Al
leer el libro “Lluvia Amarilla”
se suscitan en mí muchos recuerdos:
Cuando
Andrés, el hijo del protagonista de se marchó, su padre ni siquiera se levantó
para despedirle; Ya le había dicho que si los abandonaba, y abandonaba su destino, nunca más volvería a
entrar en aquella casa ni volvería a ser mirado como hijo.
Duras
palabras para un joven que sólo buscaba
un entorno mejor donde formar una
familia y, en cualquier caso, no hacía otra cosa que seguir el camino de todos
los vecinos del pueblo. Sin embargo su madre, que sentía su marcha tanto o más
que su padre, le hizo la maleta y le preparó la comida para el viaje.

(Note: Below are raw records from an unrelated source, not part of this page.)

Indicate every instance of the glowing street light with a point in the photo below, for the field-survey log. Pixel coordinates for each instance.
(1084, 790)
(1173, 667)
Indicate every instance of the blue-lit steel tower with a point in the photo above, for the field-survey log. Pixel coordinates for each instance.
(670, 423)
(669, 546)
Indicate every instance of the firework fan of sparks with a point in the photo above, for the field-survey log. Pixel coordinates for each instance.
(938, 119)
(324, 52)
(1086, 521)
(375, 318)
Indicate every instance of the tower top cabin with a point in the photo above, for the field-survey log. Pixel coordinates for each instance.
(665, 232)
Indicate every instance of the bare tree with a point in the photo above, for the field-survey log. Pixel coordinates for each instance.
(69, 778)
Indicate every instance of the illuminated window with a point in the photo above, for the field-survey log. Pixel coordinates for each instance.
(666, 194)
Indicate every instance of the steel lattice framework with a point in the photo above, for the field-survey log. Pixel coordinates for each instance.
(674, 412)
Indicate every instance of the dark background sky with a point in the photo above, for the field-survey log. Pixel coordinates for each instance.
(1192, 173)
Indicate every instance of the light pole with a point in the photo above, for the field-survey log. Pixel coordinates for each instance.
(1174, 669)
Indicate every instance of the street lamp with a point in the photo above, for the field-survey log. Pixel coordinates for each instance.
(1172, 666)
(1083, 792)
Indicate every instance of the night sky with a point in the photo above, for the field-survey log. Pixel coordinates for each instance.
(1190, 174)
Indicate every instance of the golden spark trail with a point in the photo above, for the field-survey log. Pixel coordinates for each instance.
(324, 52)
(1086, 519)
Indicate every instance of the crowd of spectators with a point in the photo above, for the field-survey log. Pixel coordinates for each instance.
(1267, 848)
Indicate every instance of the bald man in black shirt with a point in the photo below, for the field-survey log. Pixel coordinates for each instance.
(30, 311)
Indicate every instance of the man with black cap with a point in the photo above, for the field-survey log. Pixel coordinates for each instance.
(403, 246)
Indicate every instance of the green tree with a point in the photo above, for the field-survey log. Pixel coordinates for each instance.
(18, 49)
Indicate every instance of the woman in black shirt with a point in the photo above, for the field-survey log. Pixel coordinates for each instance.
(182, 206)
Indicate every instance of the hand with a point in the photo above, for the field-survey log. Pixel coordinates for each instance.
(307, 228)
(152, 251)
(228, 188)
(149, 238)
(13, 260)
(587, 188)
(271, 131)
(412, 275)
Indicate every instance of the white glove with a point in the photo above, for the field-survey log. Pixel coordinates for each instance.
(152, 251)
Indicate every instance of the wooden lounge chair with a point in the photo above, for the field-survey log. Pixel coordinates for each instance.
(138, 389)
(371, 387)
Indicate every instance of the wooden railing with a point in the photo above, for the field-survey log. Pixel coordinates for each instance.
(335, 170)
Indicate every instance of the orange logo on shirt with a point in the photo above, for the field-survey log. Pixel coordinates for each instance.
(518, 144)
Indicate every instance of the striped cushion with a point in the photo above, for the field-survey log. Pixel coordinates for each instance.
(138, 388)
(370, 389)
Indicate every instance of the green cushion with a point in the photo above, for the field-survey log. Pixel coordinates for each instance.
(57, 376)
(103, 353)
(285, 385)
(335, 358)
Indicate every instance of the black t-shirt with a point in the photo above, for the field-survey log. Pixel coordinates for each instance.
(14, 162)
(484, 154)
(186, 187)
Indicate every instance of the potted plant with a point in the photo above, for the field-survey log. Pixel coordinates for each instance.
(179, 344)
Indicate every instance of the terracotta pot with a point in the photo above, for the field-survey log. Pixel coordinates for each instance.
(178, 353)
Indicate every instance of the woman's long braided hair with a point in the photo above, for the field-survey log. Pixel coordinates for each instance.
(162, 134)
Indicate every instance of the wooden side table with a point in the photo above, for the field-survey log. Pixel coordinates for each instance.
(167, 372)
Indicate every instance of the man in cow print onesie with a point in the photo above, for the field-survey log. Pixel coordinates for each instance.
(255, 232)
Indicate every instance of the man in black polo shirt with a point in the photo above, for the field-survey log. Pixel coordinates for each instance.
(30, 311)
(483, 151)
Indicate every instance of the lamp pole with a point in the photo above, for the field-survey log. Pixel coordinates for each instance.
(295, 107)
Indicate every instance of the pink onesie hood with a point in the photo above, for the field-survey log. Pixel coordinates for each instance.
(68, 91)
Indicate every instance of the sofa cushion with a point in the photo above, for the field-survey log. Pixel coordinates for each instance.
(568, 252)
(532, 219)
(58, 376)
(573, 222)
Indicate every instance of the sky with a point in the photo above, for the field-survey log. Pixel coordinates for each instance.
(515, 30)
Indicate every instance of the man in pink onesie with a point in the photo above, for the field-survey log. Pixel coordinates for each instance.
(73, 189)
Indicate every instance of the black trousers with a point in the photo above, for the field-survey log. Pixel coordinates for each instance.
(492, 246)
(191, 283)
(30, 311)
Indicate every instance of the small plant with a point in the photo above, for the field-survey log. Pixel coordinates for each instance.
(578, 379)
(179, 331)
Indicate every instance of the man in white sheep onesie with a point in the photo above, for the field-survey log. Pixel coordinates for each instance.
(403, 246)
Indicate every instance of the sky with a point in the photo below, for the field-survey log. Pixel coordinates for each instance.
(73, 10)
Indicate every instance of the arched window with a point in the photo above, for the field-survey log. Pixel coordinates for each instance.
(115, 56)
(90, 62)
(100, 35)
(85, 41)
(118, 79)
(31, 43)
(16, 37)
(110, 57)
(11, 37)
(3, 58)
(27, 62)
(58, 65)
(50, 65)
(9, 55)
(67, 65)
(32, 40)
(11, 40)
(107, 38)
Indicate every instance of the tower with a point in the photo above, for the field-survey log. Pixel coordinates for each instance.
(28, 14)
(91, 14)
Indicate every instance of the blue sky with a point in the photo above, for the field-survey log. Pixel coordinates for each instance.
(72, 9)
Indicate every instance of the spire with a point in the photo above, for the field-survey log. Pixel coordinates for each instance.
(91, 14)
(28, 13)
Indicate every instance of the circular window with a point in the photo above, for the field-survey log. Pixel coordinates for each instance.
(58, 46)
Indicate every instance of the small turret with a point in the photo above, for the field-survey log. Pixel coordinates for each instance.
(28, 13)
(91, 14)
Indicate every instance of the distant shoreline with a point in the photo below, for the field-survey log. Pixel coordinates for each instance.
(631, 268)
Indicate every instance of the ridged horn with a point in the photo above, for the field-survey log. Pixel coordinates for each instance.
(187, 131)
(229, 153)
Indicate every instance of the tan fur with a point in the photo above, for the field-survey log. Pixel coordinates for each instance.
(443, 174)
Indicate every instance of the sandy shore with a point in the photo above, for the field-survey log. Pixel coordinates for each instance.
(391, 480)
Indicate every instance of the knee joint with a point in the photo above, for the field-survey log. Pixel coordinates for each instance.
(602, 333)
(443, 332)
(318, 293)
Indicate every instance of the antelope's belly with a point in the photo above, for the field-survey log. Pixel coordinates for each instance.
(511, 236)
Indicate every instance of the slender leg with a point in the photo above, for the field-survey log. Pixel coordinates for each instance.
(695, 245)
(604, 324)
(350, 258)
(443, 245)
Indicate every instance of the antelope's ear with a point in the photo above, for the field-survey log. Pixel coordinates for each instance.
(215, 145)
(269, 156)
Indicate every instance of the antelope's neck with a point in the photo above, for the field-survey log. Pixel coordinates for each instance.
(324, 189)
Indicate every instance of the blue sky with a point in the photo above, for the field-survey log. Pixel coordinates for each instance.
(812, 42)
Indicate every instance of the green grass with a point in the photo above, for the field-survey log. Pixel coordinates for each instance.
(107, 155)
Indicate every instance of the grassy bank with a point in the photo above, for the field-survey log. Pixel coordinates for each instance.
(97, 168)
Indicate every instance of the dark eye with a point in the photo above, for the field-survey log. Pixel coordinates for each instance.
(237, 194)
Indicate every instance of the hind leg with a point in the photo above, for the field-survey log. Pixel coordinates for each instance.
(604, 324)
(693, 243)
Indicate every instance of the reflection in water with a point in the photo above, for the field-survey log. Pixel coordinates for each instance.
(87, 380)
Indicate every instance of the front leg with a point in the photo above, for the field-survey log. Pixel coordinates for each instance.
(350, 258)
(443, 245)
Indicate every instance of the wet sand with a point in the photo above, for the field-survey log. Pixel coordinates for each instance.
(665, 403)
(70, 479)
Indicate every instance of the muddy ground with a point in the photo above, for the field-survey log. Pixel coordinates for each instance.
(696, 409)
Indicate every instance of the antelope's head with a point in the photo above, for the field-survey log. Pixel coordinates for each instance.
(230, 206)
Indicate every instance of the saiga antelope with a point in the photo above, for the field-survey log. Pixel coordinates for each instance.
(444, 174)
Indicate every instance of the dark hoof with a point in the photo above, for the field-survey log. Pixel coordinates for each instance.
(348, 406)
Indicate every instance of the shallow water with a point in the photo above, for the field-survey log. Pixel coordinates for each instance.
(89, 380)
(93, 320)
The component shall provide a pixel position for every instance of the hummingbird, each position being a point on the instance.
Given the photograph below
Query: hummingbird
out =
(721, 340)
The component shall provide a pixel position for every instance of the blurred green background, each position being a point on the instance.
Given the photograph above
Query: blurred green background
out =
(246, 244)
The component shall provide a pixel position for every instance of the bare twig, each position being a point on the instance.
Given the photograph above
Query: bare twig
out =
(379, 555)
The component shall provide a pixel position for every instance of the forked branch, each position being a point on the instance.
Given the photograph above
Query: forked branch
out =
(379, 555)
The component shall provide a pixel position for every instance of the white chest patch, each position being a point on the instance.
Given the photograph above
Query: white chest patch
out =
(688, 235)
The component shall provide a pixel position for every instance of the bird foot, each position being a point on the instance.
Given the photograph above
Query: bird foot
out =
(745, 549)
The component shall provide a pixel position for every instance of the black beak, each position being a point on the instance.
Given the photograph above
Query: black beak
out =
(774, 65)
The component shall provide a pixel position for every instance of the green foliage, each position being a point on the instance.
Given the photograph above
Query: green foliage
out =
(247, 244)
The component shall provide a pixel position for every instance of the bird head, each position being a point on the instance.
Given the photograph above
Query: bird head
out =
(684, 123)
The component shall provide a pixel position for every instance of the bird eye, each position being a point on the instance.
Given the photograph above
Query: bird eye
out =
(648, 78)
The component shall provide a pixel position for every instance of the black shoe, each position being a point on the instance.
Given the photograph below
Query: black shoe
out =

Y es que
las madres son lo más grande de este mundo.
Los
padres, aunque también quieren, acostumbran a imponer sus decisiones. Y cuando
el padre es un sicópata que no quiere ni puede entender las circunstancias y el
tiempo que le ha tocado vivir y, cerrado en su proyecto, renuncia al diálogo y
la comunicación, viendo sólo enemigos en cuantos pretenden cambiar el rumbo de
sus vidas.
Y
piensen ustedes a donde había llegado la cerrazón del protagonista cuando
utilizaba la escopeta para impedir que
unos propietarios pudieran llevarse utensilios y herramientas que les
pertenecían. Y es que en su sin razón,
obcecación y sentimientos maniaco-depresivos había llegado a creer que todo el pueblo le pertenecía y él era el
vigilante que había de mantener su
existencia contra viento y marea.
Yo
también nací y me crié en un pueblo de alta montaña de la Alpujarra granadina y
a primeros de los años 1.960 sentí la necesidad de abandonar el pueblo (Pampaneira
se llama) para buscar en Barcelona otra forma de vida que ofrecían los nuevos
tiempos. Pero se ha de saber que lo
necesario no siempre coincide con lo deseado por lo que a mí me hubiera gustado
seguir viviendo en el pueblo y por supuesto cerca de mi querida madre. Y no
digamos a ella que sentía la separación con toda su alma.
Ambos
entendimos que era lo que el tiempo aconsejaba y nos volveríamos a encontrar
siempre que fuera posible. El cariño y el entendimiento predominó sobre los
sentimientos, en el convencimiento que la separación traería consigo una vida
mejor para mí y mi futura familia.
Y
tantas eran las posibilidades que Barcelona ofrecía que, unos meses después, me
atrevía a pedirles dinero para completar la entrada de un piso, (dinero que
recibí en el menor tiempo posible)
Después
por vacaciones regresaba al pueblo de Pampaneira con mi familia donde lo
pasábamos felices y regresábamos cargados de cariño y frutos de la tierra.